The one exception can be found described in Adrian Leiby’s brilliant study of Bergen County, New Jersey, where the British foraged during the years they held New York City. Leiby shows how in five years the militia turned itself into a more formidable fighting force than either the British or American regular army units.[52] There were no “free riders”; all had to commit themselves one way or another. The farmer militia was paid in gold, not inflated paper money. The commander of the militia had a better understanding of the essentials of people’s war than did George Washington,[53]

It is interesting to speculate, given the importance of weapons technology, what might have been the results had the revolt occurred a half century earlier or later. From roughly the latter part of the seventeenth century until well into the nineteenth century, the standard weapon piece of the British and other armies was a basic musket—the famous “Brown Bess.” Ownership of the musket, which underwent little technological development during that long period, was widely dispersed in America.
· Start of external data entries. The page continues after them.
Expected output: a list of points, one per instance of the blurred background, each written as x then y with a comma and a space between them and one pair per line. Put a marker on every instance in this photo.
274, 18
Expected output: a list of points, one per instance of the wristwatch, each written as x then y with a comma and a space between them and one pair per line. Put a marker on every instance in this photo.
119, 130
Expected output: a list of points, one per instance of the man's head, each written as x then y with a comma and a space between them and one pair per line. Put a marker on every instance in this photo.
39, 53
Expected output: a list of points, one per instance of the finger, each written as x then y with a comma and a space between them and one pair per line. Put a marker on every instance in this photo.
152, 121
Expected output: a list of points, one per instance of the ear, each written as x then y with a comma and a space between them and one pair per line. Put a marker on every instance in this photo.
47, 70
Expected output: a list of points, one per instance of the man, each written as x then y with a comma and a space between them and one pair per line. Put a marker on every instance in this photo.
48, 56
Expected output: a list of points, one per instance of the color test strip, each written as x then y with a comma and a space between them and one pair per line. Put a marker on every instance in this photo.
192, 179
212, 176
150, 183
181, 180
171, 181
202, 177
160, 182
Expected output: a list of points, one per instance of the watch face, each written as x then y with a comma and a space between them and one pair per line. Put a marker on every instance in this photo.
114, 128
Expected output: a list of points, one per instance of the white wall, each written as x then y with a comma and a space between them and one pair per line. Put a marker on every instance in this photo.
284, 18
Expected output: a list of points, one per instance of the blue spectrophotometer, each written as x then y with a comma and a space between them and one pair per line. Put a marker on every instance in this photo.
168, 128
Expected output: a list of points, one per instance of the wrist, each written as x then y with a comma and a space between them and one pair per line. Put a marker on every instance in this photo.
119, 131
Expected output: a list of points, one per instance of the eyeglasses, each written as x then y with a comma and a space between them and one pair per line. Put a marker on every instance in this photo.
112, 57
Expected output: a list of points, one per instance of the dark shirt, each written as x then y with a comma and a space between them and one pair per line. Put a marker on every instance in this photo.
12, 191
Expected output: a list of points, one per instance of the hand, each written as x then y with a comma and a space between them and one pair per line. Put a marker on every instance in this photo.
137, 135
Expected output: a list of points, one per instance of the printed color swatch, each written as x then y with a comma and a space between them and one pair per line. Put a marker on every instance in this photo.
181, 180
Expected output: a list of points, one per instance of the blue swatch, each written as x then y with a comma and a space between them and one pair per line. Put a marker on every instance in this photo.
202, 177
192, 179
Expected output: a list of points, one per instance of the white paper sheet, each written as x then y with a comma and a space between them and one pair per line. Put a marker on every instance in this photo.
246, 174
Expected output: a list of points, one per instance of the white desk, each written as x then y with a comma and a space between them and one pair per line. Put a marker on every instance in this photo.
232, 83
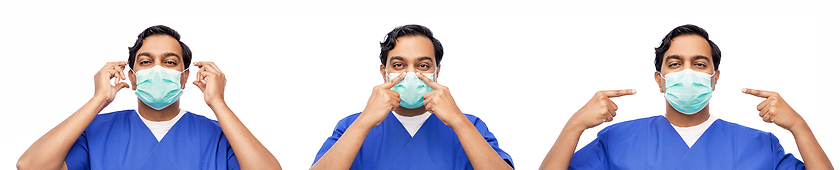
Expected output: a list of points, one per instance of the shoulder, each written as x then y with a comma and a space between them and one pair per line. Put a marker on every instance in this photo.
201, 121
630, 127
742, 132
115, 115
112, 118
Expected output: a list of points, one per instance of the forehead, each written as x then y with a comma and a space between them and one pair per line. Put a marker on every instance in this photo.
689, 46
160, 44
412, 47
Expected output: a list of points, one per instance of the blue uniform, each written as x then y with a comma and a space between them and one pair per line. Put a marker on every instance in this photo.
120, 140
652, 143
389, 146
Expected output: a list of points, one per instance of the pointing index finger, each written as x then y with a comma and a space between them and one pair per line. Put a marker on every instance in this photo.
619, 93
432, 84
394, 82
757, 93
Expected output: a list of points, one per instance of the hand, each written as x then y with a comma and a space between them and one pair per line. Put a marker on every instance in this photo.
102, 80
211, 81
440, 102
774, 109
599, 109
382, 101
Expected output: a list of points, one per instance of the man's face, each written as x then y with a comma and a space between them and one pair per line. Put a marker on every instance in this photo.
687, 52
162, 50
411, 54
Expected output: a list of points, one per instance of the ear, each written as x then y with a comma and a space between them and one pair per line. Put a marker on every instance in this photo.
133, 80
657, 77
714, 79
184, 76
382, 71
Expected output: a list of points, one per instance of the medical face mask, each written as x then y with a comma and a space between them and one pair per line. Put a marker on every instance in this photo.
158, 87
688, 91
411, 89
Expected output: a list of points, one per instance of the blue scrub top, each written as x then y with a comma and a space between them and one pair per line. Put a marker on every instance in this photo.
389, 146
120, 140
652, 143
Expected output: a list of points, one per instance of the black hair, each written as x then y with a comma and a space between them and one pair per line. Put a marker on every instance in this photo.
687, 29
408, 30
159, 30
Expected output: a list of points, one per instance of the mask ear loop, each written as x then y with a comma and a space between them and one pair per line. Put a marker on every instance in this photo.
189, 86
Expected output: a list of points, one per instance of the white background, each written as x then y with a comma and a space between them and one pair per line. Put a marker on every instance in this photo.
295, 69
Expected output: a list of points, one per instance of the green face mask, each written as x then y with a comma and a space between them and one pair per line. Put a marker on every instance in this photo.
411, 89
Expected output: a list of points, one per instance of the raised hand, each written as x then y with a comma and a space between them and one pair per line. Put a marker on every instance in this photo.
102, 80
774, 109
440, 102
382, 101
211, 81
599, 109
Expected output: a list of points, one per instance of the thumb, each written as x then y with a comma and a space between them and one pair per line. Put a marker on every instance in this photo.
122, 85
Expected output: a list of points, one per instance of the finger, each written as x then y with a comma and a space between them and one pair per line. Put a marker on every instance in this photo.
608, 118
429, 99
618, 93
200, 85
767, 117
432, 84
207, 66
611, 112
763, 112
764, 104
612, 104
393, 82
122, 85
757, 93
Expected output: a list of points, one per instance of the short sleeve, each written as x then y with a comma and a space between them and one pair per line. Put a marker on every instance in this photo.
491, 139
78, 157
232, 162
591, 156
339, 130
784, 161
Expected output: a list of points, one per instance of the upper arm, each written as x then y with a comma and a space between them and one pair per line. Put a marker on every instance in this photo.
491, 139
78, 157
784, 160
591, 156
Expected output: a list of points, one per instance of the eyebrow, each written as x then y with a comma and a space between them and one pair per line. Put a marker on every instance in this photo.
700, 57
396, 58
144, 54
424, 58
170, 54
673, 57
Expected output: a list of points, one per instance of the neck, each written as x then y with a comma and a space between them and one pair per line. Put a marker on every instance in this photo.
164, 114
410, 112
683, 120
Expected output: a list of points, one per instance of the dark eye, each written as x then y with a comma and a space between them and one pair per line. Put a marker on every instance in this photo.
673, 64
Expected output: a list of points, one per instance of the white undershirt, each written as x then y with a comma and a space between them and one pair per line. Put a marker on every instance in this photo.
413, 123
159, 128
692, 133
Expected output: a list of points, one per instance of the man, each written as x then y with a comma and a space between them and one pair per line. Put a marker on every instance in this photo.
159, 134
688, 136
426, 130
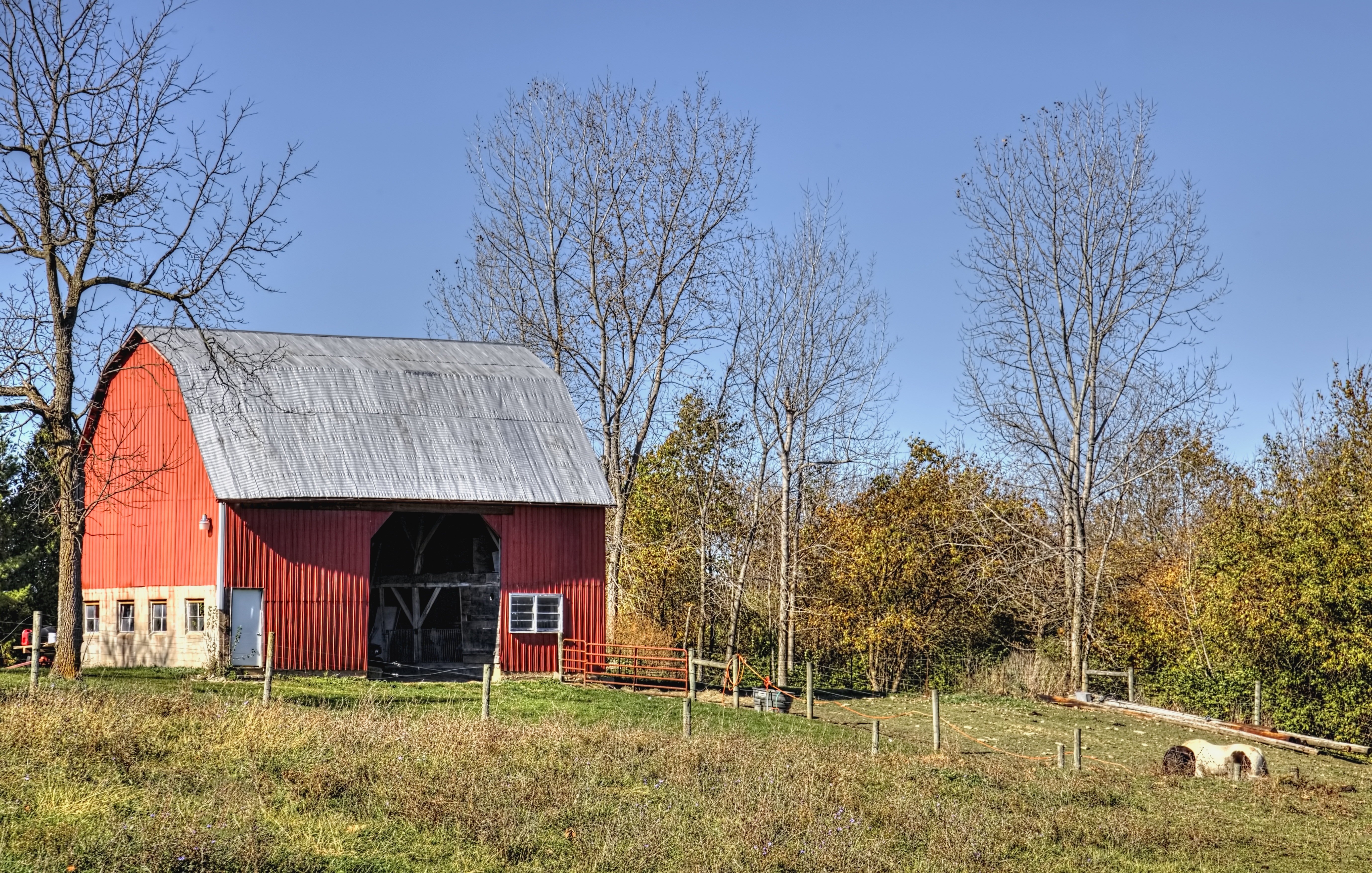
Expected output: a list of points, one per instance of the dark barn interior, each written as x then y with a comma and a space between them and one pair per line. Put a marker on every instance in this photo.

But early in that period the government held predominant control of the weapon, as it did later when percussion caps, cartridges, and repeating weapons were invented.[54]

THE SECOND AMENDMENT—WHAT DOES IT MEAN?

In light of the struggle between the Court and Country ideology, which extended into the Federalist-Antifederalist debate at the time of the Constitution and into the Federalist-Republican party battles of the early Republic, the discussion about the meaning of the Second Amendment takes on a new significance.
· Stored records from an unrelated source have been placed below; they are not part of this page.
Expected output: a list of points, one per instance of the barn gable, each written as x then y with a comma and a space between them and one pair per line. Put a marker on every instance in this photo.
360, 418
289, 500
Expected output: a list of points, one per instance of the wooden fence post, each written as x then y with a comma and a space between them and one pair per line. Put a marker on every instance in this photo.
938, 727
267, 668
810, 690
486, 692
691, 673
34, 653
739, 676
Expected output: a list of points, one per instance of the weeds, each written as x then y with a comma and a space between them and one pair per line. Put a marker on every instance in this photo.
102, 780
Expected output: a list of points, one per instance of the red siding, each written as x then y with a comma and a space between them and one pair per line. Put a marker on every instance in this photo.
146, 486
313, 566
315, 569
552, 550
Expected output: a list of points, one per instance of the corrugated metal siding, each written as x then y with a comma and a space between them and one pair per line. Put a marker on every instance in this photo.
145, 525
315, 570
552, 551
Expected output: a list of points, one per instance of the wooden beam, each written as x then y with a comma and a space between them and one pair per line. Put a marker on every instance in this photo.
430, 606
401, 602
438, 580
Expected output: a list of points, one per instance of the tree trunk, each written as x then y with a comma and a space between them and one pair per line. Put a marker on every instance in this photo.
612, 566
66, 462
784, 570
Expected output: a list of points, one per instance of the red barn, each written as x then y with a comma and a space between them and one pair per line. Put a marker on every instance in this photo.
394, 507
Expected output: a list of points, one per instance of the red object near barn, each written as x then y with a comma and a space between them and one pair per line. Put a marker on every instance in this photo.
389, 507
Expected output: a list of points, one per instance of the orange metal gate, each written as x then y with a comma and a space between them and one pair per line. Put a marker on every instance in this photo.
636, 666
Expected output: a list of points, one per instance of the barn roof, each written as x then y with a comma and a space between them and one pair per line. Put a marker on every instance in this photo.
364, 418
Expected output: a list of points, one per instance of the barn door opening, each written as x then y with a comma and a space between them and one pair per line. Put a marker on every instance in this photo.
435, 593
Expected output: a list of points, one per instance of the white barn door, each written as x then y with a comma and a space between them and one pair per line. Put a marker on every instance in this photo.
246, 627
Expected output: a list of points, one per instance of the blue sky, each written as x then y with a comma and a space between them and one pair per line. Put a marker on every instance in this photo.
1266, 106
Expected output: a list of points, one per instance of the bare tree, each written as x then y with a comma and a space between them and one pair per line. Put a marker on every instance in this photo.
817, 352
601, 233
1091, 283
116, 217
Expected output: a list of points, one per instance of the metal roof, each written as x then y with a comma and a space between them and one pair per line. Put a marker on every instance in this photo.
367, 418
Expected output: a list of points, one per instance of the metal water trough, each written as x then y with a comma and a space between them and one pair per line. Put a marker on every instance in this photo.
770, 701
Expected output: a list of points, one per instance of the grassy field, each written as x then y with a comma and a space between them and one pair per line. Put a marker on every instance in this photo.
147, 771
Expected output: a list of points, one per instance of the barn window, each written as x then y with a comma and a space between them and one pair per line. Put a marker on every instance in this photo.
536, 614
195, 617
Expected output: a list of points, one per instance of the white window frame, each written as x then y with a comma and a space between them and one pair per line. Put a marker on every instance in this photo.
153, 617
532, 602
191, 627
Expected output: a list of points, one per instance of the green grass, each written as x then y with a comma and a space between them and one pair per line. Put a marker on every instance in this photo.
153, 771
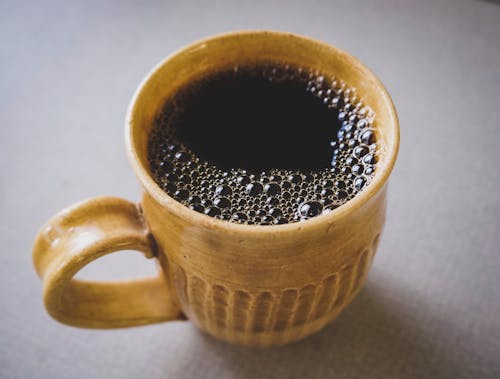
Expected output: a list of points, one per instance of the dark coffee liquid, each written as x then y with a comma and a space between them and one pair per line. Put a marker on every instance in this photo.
263, 144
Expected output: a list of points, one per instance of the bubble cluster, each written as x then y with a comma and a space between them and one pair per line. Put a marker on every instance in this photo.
271, 196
A number of articles have been written arguing whether the Second Amendment right to bear arms is restricted to a state-derived militia or extends to the whole populace.[55] Based on the Country ideology background and the context of the debate, the latter interpretation is correct.[56] One recent analysis appeared in the Journal of American History.[57] Historian Robert Shalhope’s summary of the case is so well stated, and its relationship to the overall thrust of this essay so evident, that it is worth examining in some detail.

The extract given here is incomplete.